Хейнрице принадлежал к тем рослым балбесам, которых ничто на свете не интересовало. Он засунул в карман складной ножик, который только что разглядывал, с шумом поднялся с места – нижняя губа у него отвисла – и откашлялся густым, хриповатым, совсем уже мужским голосом. Все были недовольны, что он сменил тихонького Перлемана. Покуда тот говорил, можно было о чем-нибудь помечтать и понежиться в теплой комнате под убаюкивающее шипенье газовых ламп. Мальчики еще чувствовали себя усталыми после воскресенья; в это холодное мглистое утро все, стуча зубами и вздыхая, выбирались из теплых постелей. Как хорошо, если бы маленький Перлеман тихонько бормотал что-то до конца урока, Хейнрице же обязательно начнет препираться с учителем…

– Я отсутствовал, когда это проходили, – буркнул Хейнрице.

Господин Баллерштедт припух, помахал в воздухе своим слабым кулаком, заработал губами и, вскинув брови, уставился в лицо юного Хейнрице. Налившаяся кровью голова учителя тряслась от страшного напряжения; наконец он выдавил из себя: «Итак…» Как только ему это удалось, все пошло как по маслу.

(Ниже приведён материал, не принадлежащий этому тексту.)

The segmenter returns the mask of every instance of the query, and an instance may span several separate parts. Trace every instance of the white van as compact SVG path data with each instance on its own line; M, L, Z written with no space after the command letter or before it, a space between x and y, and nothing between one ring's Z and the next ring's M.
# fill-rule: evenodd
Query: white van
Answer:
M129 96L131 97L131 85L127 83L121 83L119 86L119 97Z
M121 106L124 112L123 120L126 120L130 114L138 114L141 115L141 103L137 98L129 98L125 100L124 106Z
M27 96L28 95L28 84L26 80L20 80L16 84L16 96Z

– Мало того, что вы никогда не знаете урока, – продолжал он уже плавно и легко, – но у вас всегда наготове какая-нибудь отговорка. Если вы были больны прошлый раз, то у вас тем не менее было достаточно времени наверстать пройденное; и к тому же, раз в первой части говорится о жизни Нова до испытания, а во второй об испытании, то, право же, по пальцам можно высчитать, что в третьей речь будет идти о том, что было с ним после перенесенных бедствий. Но у вас нет интереса к учению; вы человек слабый и всегда еще стараетесь оправдать свою слабость и как-нибудь да выгородить себя. Заметьте, Хейнрице, что, пока вы не одолели в себе этой слабости, вам не удастся нагнать класс и выправить отметки. Садитесь! Вассерфогель, продолжайте!

Хейнрице, толстокожий и упорный, с шумом и грохотом опустился на свое место, сказал какую-то дерзость соседу и опять вытащил из кармана ножик. Встал Вассерфогель – курносый, с воспаленными глазами; уши у него стояли торчком, а ногти всегда были обкусаны. Пискливым голосом он закончил обзор и начал рассказывать об Иове, жившем на земле Уц, и о том, что с ним случилось. Перед Вассерфогелем лежала раскрытая Библия, заслоненная от учителя впереди сидящим учеником, и он читал по ней с видом полнейшей невинности, потом уставлялся в одну точку на стене, как бы припоминая что-то, и опять читал, нарочно запинаясь, покашливая и с ходу переводя библейский текст на довольно беспомощный современный язык. В этом мальчике было что-то необыкновенно противное, но г-н Баллерштедт похвалил его за прилежание. Вассерфогелю жилось весьма недурно: большинство учителей не по заслугам хвалили его, желая доказать как самим себе, так и другим, что безобразная внешность ученика не может подвигнуть их на несправедливость.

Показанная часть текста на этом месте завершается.